John McCain, too, cautions that we want to be on the right side of history.   But you know, it’s hard to talk about how our focus is to argue strenuously for civil rights when the Egyptians know only too well our killing of hundreds of thousands Iraqi civilians and displacement of a million more; our stealth war in Pakistan, killing wedding parties with drone strikes; our refusal to even count how many Afghan casualties we’re responsible for; our blind eye to the human rights abuses in Saudi Arabia, Israel, Yemen, etc. Especially since we’ve been using the repressive aspect of Egypt’s government to do our dirty work with rendition and torture, something that is also not unknown to the general citizenry.

But there were non-Egyptian news as well.  Speaker of the House John Boehner was Fox News admitting that failure to raise the debt ceiling would mean “financial disaster” but he still wouldn’t rule out holding the debt hostage to force the Democrats to make deep spending cuts, which he insists will create jobs.  Boehner claims that he 200 economists that agree with him.  I’d love to talk to just one and ask him how he can assert such an easily proven fallacy.   Failed stimulus? Are we in the midst of another Great Depression? No? Wasn’t that the purpose of the stimulus, to pull us back from the brink? The only reason it didn’t do better were all the stupid concessions added to get the Republicans to sign off on it. And as far as jobs are concerned, the unemployment rate is still bleak, but to ignore that the Obama administration — even with all the obstruction placed before them by the Republican Party — managed to create more jobs in 2010 than Bush did in all eight years of his term put together is fundamentally disinforming the public.  But that’s the plan for the GOP. If you get enough right wing people on traditional media and right wing blogs repeating ad nauseam that the stimulus didn’t work, well, then no one challenges these failed ideas that Boehner advocates.
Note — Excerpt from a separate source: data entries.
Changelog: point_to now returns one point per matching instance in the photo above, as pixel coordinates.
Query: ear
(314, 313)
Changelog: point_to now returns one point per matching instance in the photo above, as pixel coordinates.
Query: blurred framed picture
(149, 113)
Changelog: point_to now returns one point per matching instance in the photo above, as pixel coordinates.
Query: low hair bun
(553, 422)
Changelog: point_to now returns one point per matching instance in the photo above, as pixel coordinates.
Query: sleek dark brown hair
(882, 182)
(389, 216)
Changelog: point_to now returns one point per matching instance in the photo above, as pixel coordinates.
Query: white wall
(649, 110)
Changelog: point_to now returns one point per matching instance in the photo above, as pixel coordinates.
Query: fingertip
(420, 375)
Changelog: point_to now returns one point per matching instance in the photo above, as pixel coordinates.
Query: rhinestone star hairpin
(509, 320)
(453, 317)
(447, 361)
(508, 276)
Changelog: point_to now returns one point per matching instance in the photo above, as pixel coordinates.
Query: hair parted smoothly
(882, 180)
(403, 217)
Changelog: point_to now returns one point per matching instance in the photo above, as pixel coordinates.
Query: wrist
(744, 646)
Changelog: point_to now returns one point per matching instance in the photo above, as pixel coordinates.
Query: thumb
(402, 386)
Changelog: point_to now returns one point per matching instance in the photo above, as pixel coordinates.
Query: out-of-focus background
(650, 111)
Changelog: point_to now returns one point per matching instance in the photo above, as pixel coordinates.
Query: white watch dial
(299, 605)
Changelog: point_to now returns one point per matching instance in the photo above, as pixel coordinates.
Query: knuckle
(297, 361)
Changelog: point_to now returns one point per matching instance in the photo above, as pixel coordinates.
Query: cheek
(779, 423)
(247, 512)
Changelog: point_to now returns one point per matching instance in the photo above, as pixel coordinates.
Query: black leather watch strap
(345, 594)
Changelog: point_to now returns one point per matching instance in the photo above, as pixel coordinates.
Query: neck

And then finally, Howie Kurtz took umbrage over Rachel Maddow’s criticism that the only network to give Michele Bachmann’s embarrassingly bad tea party SOTU response was CNN.   Problem was, he completely glossed over the thrust of Maddow’s criticism, which was that CNN legitimized the Astroturf organization that set itself apart from the GOP.  What happens next year?  A Socialist response with Bernie Sanders?  A Joe Lieberman response too?